When we first returned to Hawaii in 1972, I had no idea what was to be in store for me come New Year’s Eve each year. Every year. Every single year.
It was the soon-to-be dreaded … SUSHI HELL!
We returned to Hawaii from Los Angeles in 1972. Our first couple of years back, I didn’t participate in sushi-making on the last day of the year. The wife’s family owns a local-style delicatessen, and took orders for maki sushi (black rolls), inarizushi (cone), and oshizushi (pressed), along with other food that people would serve on New Year’s Eve or Day.
Then, one day they asked me to help by manning the front and packing up customer orders. So I did that – very boring work, except when the production people in the back fell behind and the waiting customers piled up.
The situation got worse and worse over the years, the number of orders picked up, and soon there were dozens of eyes staring at me for minutes, then hours (turning irritated after long waits). It began to get on my nerves, so I learned how to roll sushi, in order to stay in the back, away from those eyes, and at least keep the sushi rolls moving out to the front. This was at the end of 1978.
I got to be a pretty fast roller, picking up speed year after year. At the top of my form, I was able to roll one sushi every 20 seconds or so (two a minute). Unfortunately, I HAD to do that in order to keep up with the order-packing going on outside, for the orders kept growing and growing.
I’d get there at 6 a.m. Dec. 31, and finish around 9 p.m. Eventually, it became a 2 a.m. to 11 p.m. job punctuated by aching hands, sore arms and shoulders, a painful back, chafed buttocks and thighs, and numb fingers and feet. It was hell, pure hell.
Finally one year, I could swear I was having a heart attack, but the pressure to continue was relentless. I remember that night like it was yesterday – I had a splitting headache, my eyes were blurry, my left arm was numb, my neck hurt, my brain was swirling, I couldn't concentrate, my right wrist had stabbing pains, I hurt all over, my heart was palpitating, I couldn’t sit down without hurting, I couldn’t lie down without hurting, and I couldn’t stand up without hurting. Probably the only way I would have been comfortable was to lie in a bathtub filled with warm water.
I’d gotten there at 1 a.m., and got home a few minutes before midnight. It was all I could do to stand in the shower, brush my teeth, shave before the New Year, and drop painfully off to sleep.
That year, I had hit my record for rolling – 750+ rolls (I can only estimate because when I finished my 15th package of nori, I went into numb-mode and may or may not have made a few more).

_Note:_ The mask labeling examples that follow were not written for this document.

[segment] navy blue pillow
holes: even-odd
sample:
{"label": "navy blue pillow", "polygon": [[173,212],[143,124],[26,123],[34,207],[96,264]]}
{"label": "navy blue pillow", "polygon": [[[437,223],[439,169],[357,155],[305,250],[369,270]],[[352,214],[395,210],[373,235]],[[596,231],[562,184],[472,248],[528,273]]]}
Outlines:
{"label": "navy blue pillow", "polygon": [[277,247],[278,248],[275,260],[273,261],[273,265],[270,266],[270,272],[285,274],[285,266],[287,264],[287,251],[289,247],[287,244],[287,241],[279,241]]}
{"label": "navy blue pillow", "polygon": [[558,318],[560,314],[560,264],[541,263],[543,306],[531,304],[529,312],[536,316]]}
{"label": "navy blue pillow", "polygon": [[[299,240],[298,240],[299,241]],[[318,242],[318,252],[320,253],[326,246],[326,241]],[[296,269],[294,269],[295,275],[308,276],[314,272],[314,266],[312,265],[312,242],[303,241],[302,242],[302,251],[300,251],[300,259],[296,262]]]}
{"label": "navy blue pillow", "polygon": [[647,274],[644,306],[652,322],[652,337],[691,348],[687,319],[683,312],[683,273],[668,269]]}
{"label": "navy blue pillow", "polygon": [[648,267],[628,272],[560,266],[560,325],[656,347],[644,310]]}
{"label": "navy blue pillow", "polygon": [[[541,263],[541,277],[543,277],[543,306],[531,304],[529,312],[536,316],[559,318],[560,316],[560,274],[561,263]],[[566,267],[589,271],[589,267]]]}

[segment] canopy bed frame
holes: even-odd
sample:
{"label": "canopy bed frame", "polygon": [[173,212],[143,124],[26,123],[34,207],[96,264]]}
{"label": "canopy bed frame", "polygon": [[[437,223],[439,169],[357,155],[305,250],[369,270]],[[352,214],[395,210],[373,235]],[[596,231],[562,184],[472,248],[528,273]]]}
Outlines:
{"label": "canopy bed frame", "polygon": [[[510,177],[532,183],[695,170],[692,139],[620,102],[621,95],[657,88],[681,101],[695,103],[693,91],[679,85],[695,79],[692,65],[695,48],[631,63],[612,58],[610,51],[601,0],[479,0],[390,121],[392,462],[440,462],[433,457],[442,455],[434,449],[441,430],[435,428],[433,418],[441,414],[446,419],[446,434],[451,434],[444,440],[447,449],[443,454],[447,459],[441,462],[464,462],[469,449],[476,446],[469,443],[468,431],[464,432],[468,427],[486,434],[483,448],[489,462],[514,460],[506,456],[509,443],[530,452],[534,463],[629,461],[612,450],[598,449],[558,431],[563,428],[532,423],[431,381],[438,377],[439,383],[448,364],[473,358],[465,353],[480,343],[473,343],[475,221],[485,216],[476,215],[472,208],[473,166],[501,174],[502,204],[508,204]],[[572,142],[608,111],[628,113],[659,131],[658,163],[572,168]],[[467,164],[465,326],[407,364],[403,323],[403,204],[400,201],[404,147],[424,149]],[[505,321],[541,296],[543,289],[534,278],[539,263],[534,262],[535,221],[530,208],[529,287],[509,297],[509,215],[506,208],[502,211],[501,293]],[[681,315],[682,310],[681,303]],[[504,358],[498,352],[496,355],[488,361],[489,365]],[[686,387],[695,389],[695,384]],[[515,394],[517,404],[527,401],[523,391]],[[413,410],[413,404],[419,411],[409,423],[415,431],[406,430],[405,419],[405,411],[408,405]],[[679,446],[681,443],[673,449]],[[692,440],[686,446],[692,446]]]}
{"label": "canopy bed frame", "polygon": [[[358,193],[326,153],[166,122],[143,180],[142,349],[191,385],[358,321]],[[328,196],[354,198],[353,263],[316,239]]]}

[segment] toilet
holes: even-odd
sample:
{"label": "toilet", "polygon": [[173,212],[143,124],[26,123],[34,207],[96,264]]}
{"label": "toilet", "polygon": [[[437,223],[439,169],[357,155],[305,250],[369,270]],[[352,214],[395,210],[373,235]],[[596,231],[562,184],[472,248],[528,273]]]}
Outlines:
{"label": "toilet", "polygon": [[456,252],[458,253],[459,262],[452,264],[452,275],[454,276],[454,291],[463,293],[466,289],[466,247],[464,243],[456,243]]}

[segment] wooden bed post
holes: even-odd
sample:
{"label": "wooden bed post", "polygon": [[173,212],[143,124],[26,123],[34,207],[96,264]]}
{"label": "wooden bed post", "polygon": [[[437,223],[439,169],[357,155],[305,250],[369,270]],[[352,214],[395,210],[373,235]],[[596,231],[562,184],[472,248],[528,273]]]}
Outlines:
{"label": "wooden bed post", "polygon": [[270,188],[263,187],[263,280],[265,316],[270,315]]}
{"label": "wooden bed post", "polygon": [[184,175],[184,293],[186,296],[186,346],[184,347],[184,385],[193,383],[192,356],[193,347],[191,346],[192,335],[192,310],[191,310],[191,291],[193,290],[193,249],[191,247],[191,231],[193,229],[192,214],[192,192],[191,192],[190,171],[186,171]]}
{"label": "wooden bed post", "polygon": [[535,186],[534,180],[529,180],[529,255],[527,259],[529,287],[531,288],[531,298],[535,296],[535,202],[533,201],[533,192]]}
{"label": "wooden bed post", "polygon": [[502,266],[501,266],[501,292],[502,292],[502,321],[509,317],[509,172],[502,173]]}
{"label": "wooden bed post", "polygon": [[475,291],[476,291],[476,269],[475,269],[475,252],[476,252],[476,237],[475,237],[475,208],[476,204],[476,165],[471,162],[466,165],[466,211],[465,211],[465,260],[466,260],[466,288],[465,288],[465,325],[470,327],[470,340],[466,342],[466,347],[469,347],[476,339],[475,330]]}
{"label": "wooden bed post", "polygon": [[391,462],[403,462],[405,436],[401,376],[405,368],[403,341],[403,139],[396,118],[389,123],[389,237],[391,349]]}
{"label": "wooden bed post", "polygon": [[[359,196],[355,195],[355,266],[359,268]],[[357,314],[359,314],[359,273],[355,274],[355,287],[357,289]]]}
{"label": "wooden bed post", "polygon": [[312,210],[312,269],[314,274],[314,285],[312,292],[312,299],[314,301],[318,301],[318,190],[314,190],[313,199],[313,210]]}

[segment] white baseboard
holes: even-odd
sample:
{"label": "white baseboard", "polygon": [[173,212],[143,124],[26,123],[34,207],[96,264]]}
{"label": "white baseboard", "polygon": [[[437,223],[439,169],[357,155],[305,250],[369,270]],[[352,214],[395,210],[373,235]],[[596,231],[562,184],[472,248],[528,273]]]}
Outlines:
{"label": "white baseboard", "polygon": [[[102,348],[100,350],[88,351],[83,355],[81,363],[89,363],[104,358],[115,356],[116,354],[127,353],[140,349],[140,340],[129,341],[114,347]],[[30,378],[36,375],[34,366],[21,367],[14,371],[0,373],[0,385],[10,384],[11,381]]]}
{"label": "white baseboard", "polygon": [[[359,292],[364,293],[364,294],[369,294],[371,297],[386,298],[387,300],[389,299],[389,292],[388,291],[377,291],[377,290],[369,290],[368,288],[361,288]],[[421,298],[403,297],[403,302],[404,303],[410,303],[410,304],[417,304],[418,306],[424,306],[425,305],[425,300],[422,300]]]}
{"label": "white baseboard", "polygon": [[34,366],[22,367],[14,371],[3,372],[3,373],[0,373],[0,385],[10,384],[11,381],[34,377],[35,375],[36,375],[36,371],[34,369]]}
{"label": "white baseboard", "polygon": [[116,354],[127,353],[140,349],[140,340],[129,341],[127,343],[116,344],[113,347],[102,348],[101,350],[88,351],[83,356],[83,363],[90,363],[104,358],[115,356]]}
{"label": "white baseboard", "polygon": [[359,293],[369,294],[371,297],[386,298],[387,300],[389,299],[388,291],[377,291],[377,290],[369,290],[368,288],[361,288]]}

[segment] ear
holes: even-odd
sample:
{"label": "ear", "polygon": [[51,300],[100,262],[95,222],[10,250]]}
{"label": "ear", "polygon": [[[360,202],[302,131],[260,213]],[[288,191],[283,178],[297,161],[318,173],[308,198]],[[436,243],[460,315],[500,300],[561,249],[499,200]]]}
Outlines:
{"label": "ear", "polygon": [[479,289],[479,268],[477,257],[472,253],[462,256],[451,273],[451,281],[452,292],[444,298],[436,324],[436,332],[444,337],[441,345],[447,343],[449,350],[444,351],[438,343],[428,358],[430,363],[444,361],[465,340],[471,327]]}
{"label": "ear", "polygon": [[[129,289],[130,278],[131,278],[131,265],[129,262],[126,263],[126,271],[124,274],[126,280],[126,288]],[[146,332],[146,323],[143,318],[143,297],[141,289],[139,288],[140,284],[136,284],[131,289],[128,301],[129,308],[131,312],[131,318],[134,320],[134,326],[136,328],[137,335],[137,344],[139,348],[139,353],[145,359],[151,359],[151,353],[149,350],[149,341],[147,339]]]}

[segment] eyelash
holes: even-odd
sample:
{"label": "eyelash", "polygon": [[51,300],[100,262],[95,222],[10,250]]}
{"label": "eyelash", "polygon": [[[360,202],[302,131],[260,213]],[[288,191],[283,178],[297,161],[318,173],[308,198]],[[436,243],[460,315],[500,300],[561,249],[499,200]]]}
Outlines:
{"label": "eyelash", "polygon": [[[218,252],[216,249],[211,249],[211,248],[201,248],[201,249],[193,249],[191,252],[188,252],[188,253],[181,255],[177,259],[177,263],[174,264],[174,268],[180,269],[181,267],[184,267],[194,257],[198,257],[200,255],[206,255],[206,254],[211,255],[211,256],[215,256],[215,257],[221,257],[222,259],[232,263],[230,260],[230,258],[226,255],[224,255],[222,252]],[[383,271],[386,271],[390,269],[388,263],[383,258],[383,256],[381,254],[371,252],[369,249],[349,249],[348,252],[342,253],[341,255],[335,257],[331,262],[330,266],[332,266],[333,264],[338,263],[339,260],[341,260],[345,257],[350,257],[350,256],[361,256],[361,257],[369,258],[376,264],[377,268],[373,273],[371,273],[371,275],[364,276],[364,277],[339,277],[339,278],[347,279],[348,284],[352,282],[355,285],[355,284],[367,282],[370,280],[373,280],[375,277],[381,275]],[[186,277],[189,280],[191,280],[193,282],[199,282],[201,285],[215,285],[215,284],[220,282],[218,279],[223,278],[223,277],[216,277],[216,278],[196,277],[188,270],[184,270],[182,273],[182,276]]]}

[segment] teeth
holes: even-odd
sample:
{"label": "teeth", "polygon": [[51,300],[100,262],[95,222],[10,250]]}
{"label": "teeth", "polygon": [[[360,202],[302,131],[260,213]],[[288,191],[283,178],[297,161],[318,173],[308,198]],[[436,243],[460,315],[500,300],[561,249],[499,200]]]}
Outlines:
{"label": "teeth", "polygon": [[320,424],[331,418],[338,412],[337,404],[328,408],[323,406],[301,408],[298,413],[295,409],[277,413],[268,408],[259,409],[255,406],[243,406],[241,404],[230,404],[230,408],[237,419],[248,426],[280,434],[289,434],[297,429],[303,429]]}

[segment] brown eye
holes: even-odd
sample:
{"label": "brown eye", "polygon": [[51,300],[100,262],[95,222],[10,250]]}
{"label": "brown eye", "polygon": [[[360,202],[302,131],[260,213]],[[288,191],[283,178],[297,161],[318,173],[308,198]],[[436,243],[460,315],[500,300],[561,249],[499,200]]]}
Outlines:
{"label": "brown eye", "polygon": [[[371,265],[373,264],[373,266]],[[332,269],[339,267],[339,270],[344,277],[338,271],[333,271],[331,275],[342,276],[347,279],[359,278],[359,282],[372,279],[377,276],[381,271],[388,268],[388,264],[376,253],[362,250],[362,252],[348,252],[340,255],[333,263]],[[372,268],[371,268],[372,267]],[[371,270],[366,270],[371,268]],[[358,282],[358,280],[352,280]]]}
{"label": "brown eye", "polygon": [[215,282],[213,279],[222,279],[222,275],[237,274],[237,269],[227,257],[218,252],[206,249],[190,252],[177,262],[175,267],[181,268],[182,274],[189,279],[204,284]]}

And, I daresay, nobody has matched that number of rolls before or after I accomplished it.
That’s when I made a vow never to subject myself to that kind of personal hell again. The next year on, I refused to get to the deli before 10 a.m., and made it a point to leave at about 8 p.m. And, I slowed down considerably. They had to bring in more help, I’m sure, because my production fell to about a third of that stupid record night.
The last time I rolled sushi on New Year’s Eve was on Dec. 31, 2001. The following two years, I attended corporate meetings that week on the mainland. Then, the family gave up the ghost and stopped taking New Year’s Eve orders for good.
Good riddance, I say. No wonder I have been grouchy every New Year’s Day in Hawaii.
3 comments:
No one should have this much fun! Glad you could "back off"
Do you eat sushi now that you have rolled so much of the stuff?
I love sushi. I just can't stand making them any longer.